Friday, March 11, 2011

March 12- 5 Years Later

I've been thinking about this week, well, all week.  The other day, I thought about how 5 years ago, on Wednesday, March 8 Kim's parents took her to Ochsner Hospital for what I thought would be just another regular check-up.  Her health had been pretty poor in the weeks leading up to that appointment so we knew they would admit her- give her some fluids and antibiotics- just like always, right?

There were two big differences I guess.

About 3 weeks prior to that appointment we had seen the doctor and for the first time he mentioned that we should consider getting on "the list" again- the list to receive another set of lungs.  (Kim had received a Double Lung Transplant the summer of 1998).  Kim flat refused to go on the list again.  Her main reason was that she felt like she had had her chance and someone else deserved to have theirs as well.  Secondly, at that point she really wasn't healthy enough to undergo the procedure.

I remember being really shocked that day.  I mean, we both knew the day would come.  But when we were told to consider getting another transplant; it hit me.  Still...I was thinking we'd get another year together.

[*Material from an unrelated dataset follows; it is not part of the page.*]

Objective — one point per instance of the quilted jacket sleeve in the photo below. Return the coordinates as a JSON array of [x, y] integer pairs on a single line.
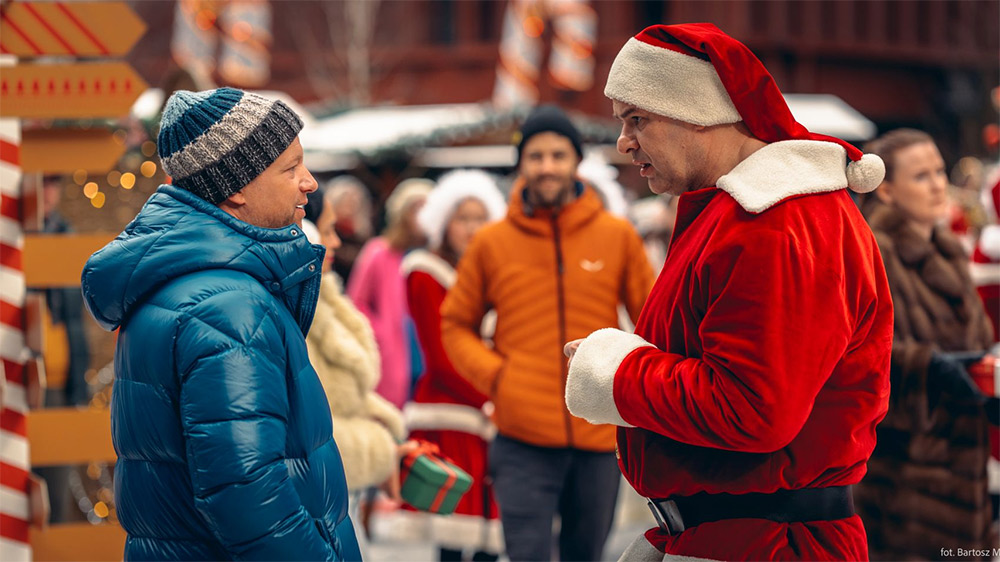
[[234, 410], [461, 316]]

Later that day I asked her if she was afraid to die.  She said no.  Unequivocally.  I asked her if she was afraid of anything and her answer was stunning.  She told me she was afraid she'd die before school was out that Spring and worried what would happen to Anna in that case.  (Anna was a high school Senior that have moved in with us after Hurricane Katrina).  I was stunned at realizing that Kim was worried she wouldn't be around another 3 months.  I wasn't prepared for that.  (For the record, I was not all that surprised that she was concerned for someone other than herself- that fact, plus the fact that I didn't care less what anyone at church or in town thought of me having a high school senior girl living with me prompted me to invite Anna to stay in Gulfport until I left at the end of the year).

The other big difference that day- March 8, 5 years ago.  It was a Wednesday.  Normally our appointments were on Monday or Thursday and I'd take her.  Wednesday was "Church Night".  I let her parents take her to the doctor that day.  So I was in my office preparing for 605 that night when her Dad called me late that afternoon to tell me not only had they "admitted" Kim- which wasn't unexpected...but that the doctor had said it would be her "last" admission.

Looking back on it now, I realize I went into some form of shock right then and there.  A normal person would have dropped everything and took off to New Orleans.  Me.  I calmly wrapped things up.  I made arrangements for that night.  In fact, I waited till 6 pm to let everyone know I was going to New Orleans (but I didn't tell anyone how grave the situation was...I'm not sure I really "got it" myself").

So I arrived at Ochsner around 8 pm with one of Kim's favorite foods- Chicken Strips from Canes and I got to spend about 30 minutes with her while she was still cognizant.  We had short conversations.  We kissed and said we loved one another and then she got increasingly agitated at the I.V.'s which was absolutely not like her.  Being a Nurse made her a model Patient!  They sedated her to keep her from pulling out the I.V.'s and from there on it was a waiting game until about 1:30 am the morning of March 12.

I was also thinking this week about where I've been and what I've done since then.  Here's the journal:




Last year I guess I didn't have internet.  I think I wrote something on a computer journal but I don't know where my back-up is.

Today marks 5 years.  As you read this I'll be in a van on my way to Mexico for the week.

Life goes on.  I wish it could go back.

4 comments:

Elysa said...

Oh, Clinton. I am so sorry, friend. I didn't realize this week marked such a painful anniversary for you. Praying for you this week in Mexico and as you continue to face life knowing that you can't go back.

Thuy said...

Clinton, I love you, my dear friend. I'm so sorry you can't go back. I sobbed reading this. I'm praying for you, always, and thanking God that He gave Kim to you for those 9 precious years, and vice versa. Lots and lots of love and hugs to you.

Karebear said...

Thank you for sharing so openly, your heart and your journey. I know that it would be nice for time to go back sometimes, but I am grateful for how you chose to serve and walk in faithfulness. To God be the glory!

Brittany said...

I'm sure that was a tough post to write. Thinking of you and praying for what your future holds. Love you sooo much!